3
votes

I'm a bit confused by the Lucene.NET API, but, it may just be a misunderstanding on my part as I'm still learning.

When you create a document, you add fields to that document. An example:

//Create the field.
field = new Field(
    fieldName,
    fieldValue,
    isFieldStorable ? Field.Store.YES : Field.Store.NO,
    Field.Index.ANALYZED
);

//If a boost value was supplied, then set the boost for this field.
if (boostValue != null) {
    field.SetBoost((float)boostValue);
}

This correctly sets the boost on the field. The field is then added to a document, and the document is added to the index writer.

But, it doesn't look like setting the boost on the field really matters. How does that ever make a difference?
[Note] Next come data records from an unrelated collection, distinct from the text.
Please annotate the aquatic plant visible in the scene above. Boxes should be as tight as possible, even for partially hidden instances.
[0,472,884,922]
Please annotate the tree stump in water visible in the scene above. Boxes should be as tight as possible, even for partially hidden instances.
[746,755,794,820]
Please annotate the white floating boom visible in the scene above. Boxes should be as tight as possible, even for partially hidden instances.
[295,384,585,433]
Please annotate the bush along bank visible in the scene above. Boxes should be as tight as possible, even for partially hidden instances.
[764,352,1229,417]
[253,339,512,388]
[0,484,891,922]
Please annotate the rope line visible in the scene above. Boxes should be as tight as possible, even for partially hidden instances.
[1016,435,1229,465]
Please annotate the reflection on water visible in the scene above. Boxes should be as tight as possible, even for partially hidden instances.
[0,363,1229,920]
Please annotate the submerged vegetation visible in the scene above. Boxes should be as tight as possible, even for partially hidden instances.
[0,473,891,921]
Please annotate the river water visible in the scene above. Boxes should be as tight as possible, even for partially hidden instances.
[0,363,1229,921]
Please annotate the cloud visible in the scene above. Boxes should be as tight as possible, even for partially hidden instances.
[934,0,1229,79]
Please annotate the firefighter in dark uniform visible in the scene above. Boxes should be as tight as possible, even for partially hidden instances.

Because, when I create my query, I need to call something like:

multiFieldQueryParser = new MultiFieldQueryParser(
    Lucene.Net.Util.Version.LUCENE_29,
    fieldsToSearch.ToArray(),
    analyzer
);

Creating an instance of MultiFieldQueryParser allows me to supply a dictionary of boosts, but, then what's the point of setting the boost on the field? The query parser doesn't know anything about my documents and the fields contained within them (and as a result, doesn't know anything about my field boosting).

Is this just a mistake of perhaps old code being left in the library? Or can setting the boost on the field actually make a difference if you have your code structured differently?

2

2 Answers

2
votes

Lucene allows for Indexing time boost (at document and field level) and Query time boost.

When you create a document and added the boost at the field level, you are using the Indexing time boost.

Boost arguments to MultiFieldQUeryParser are for query time boosting. You need not pass this boost value, if you want to use the index time boost values. That boost value is used implicitly in score calculation.

2
votes

I use a the same logic then Ek0nomik and get a constant score for the expanded queries.

I use the SetMultiTermRewriteMethod(CORING_BOOLEAN_QUERY_REWRITE) in a MultiFieldParser and search in the index for two fields. The first field has boost-value=2 and the second field the default-value=1.
After indexing a document I can see the correct norm-values in the index (with luke). While searching the index with a search term in different fields I get the same relevance for all results.
I think there should be a higher relevance on the fields where the boost-value is 2. Do I have a mistake in thinking for the correct scoring result?

In debug mode I can´t see any syntax for scoring the results after parsing my search term. It looks like this: ...description:*test* title:*test* path:*test*....
Shouldn´t there any scoring-values like ...description:*test* title:*test*^2 path:*test*... in the search query?